Microsystems – New Compute Paradigm For The Work From Home Generation

Work From Home

Microservices, containers, object oriented programming, and building software from reusable pieces make good sense.

Anything that rapidly enables expensive developers to do more with less, is a good thing.

Now, microservices architectures have opened the door to an even more fundamental compute paradigm shift – MICROSYSTEMS architectures and Fractal Programming.

Microsystems architectures are the result of simultaneous innovation across the entire modern development stack:

  • Distributed processing
  • Database architectures
  • Stream processing
  • Object oriented programming
  • Microservices
  • Full stack development (at macro and micro scale)
  • Compiler design

Microsystems enable developers to build, test, and deploy a microsystem that is a 100 percent functional equivalent of a major application, on one’s laptop.

Microsystems – not simply microservices!

This is the result of Fractal Programming.

Let’s go there for a minute.

Now a developer, working from home, can securely build a fully distributed node for a major production system. That node will be one instance of what will become hundreds or thousands of nodes in the running systems. Every one of those nodes behaves like every other node, albeit with different data.

Why is this important?

Fractal Programming optimizes for “Locality Of Reference.”  For those not computer scientists, that means the data needed for the next CPU instruction is accessed locally and does not have to be fetched remotely (from an Oracle database).

Getting rid of Oracle is the promised land for many CIOs, but the added benefit is creating supercomputer performance on existing hardware.

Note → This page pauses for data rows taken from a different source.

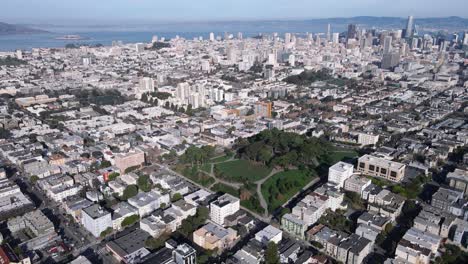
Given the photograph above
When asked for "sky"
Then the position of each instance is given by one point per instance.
(49, 11)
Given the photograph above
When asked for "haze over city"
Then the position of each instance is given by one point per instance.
(233, 132)
(47, 11)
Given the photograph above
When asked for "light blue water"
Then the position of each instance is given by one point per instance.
(143, 33)
(48, 40)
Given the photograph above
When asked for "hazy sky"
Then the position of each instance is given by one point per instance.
(101, 10)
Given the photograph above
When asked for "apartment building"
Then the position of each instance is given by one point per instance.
(96, 219)
(224, 206)
(382, 168)
(213, 236)
(339, 172)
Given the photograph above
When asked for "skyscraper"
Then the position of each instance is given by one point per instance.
(352, 31)
(387, 44)
(336, 38)
(409, 27)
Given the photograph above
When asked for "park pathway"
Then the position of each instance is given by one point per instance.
(261, 217)
(259, 183)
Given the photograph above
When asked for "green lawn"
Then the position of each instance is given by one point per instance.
(206, 167)
(282, 186)
(340, 155)
(195, 175)
(219, 187)
(241, 171)
(220, 159)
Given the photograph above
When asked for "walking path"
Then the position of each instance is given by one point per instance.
(259, 183)
(261, 217)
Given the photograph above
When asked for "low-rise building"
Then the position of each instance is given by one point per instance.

With locality of reference, application-layer code can run a thousand to a million times faster. In practical terms, every server can now do the work of 10 servers running traditional software. Data centers and cloud resource needs can be 1/10th their previous size.

With Fractal Programming, major apps that used to take 2 years to develop can now go from concept to production in a single business quarter.

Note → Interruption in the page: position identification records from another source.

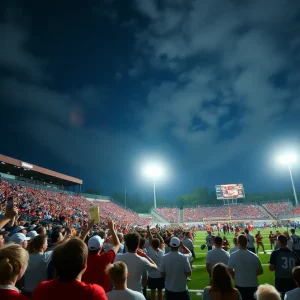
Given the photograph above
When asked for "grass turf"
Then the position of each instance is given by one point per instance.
(200, 277)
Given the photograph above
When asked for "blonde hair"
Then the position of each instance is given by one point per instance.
(117, 272)
(267, 292)
(13, 258)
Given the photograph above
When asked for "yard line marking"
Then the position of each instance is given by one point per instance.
(205, 265)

Let’s get back to our developer friend, working quietly and happily from her home.

She is building the entire enterprise application.

Every system node behaves like every other and plugs into the Fractal Run-Time Environment. Once her system node is built, she can automatically bring up thousands of identical nodes, fully distributed, and automatically distribute and load the corporate data into them – all behind the cherished IT firewall.

She also can run this now-massive application in a completely decentralized configuration without a data center at all.

Fractal Programming is where the compute world is going because it must.

Applications are moving to the customer. They are collecting data across vast networks and disparate locations. Customers need to compute where the data is, and not be forced to send data to centralized locations that concentrate intrusion threats and risks communication delays and failures.

This is the world of the fully distributed app and Fractal Programming is its foundational programming technology.

Fractal Programming applications approach security fundamentally differently.

Microsystems assume they are operating on a compromised hostile network. Every microsystem instance has full security infrastructure built in. Microsystems never assume they are behind the “safety” of a corporate firewall. This security paradigm is designed for the age in which we find ourselves.

Adopters of Fractal Programming believe the Black Swans of Coronavirus and societal disruption will continue to visit. More critical resources will work from home and remote locations. Security threats will continue to infect via the misapplication of legacy security to web based, mobile applications.

Today, Fractal Programming is safely and securely bringing super-computer performance applications to where the data (and the developers) reside – not forcing the data to be transported to where the IT shop might be.